With hostility among Heart’s oldsouls toward newly born, unreincarnated children increasing, original newsoul Ana leads a revolution (Asunder, 2013, etc.).
Ana now knows that the virtual immortality of the people of Heart has come at the cost of countless souls that will never be born. Together with two staunch friends, she and boyfriend Sam journey to dragon country, where Ana hopes to find help in their upcoming final battle against the godlike being behind Heart’s atrocity. Ana’s difficult negotiations with an uber-prickly dragon are a real highlight. Unfortunately, they are too few when compared to the page-filling trek through the wilderness, where snow falls constantly but never seems to accumulate.
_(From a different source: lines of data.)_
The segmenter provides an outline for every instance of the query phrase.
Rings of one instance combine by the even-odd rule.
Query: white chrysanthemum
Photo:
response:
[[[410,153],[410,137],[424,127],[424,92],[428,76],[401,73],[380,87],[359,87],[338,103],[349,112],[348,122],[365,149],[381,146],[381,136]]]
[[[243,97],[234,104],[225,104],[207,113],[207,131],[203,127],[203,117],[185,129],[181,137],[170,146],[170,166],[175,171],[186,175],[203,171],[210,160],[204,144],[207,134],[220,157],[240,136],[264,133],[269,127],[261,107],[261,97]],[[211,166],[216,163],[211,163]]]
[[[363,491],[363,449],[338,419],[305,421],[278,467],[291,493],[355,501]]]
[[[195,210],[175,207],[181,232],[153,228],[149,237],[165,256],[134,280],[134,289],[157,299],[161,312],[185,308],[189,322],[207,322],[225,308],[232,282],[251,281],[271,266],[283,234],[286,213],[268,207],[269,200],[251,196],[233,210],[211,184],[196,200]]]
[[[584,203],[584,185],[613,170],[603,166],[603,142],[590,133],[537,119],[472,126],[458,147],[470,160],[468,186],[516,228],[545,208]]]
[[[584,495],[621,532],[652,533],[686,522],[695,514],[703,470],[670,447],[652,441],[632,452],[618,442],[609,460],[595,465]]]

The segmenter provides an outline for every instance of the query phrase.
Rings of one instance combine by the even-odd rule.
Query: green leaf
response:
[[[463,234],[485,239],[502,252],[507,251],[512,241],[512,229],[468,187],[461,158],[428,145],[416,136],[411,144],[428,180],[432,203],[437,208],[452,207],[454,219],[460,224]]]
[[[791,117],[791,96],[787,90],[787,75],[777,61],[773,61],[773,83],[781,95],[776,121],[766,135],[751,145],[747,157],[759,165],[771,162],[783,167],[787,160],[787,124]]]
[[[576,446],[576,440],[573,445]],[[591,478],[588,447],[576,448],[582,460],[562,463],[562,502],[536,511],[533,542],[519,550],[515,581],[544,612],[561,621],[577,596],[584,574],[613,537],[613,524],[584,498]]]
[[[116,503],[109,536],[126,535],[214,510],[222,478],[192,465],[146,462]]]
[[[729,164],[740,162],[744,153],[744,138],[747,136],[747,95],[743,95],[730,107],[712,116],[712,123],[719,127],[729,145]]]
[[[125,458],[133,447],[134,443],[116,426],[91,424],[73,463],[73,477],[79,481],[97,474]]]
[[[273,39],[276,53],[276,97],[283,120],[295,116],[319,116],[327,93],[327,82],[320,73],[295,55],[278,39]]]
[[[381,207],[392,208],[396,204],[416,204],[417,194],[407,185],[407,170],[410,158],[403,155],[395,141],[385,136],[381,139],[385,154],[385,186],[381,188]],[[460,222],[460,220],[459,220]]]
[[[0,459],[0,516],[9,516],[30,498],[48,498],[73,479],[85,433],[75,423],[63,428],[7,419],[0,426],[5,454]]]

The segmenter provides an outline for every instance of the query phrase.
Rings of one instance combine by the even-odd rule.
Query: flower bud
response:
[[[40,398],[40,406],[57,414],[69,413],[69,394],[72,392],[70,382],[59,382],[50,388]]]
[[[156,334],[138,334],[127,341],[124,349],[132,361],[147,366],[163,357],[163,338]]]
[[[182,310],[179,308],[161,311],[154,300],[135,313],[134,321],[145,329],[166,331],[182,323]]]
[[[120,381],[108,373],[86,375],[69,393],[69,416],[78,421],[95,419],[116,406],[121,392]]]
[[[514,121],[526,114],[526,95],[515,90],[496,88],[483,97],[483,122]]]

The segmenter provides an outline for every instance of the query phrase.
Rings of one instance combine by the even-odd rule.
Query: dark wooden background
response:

During the journey, Ana and Sam experience the genre’s now–de rigueur estrangement of affection due to an utterly artificial misunderstanding. Though this serves to minimize the pages-long swoony clinches also demanded by the genre, it will irritate readers. An attempt to buttress the series’ worldbuilding with a couple of laughably inadequate paragraphs is too little, too late. Most problematic, though, is a climactic maneuver in which Ana, Sam and Meadows seem to have their cake and eat it too; the conclusion is both confusing and morally ambiguous, to say the least.
As the setup and storyline will be thoroughly impenetrable to readers new to the series, this trilogy conclusion has an audience only in the first two books’ most avid fans.